Another objection you might have is that you’re used to the old site, and so are your loyal customers. Changing things up will result in both you and them having to learn a slightly different system, and this learning might not be immediate or automatic. This is true, unfortunate, and impossible to avoid. We think the benefits far outweigh the detriments attendant to this fact, though. Particularly after going through the learning curve, we think you’ll end up agreeing that the new way of doing things in Shopify 2.0 is better than the old.

As an example of what you’ll have to learn to do differently, and how it’s superior to the old way, take Shopify 2.0’s sections everywhere. Perhaps you’ve always made changes inside your pagebuilder app and feel most comfortable with that, never having had the opportunity to modify the homepage with Shopify’s sections.
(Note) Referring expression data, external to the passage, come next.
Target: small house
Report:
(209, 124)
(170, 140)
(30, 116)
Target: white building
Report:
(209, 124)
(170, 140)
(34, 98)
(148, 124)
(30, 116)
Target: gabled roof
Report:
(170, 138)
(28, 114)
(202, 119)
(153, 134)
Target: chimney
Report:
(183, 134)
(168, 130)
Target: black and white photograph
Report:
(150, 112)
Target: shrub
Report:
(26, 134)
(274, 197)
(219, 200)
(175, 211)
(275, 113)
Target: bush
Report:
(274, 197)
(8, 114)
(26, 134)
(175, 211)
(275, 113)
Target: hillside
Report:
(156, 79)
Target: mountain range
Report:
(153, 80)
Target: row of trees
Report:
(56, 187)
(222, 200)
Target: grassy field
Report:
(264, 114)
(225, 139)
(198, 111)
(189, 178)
Once you try modifying sections in Shopify’s own architecture, though, I think you’ll find that though it’s not as wide open in capability, the very restrictions themselves make the process easier to engage in, and result in cleaner designs implemented more quickly than having to fiddle around with the pagebuilder to get it just right (or giving up after a while and calling it “good enough”). Working with a prebuilt component and just modifying the text or image can be a real treat by comparison. After going through the learning curve, I predict you’ll find your feelings are similar about the other changes, too.

A needed upgrade

Regarding that clunky old station wagon we talked about at the beginning of the post, I’m sure you’ll remember how your parents did bite the bullet the next year, got rid of the old clunker, and replaced it with a minivan. Doubtless your childhood is full of memories of the many road trips you took in that van that didn’t involve going bust. You should follow the same course of action with your clunky old site. Do your business a favor and upgrade your store to Shopify 2.0 so your business doesn’t go bust. See you at the top of the mountain!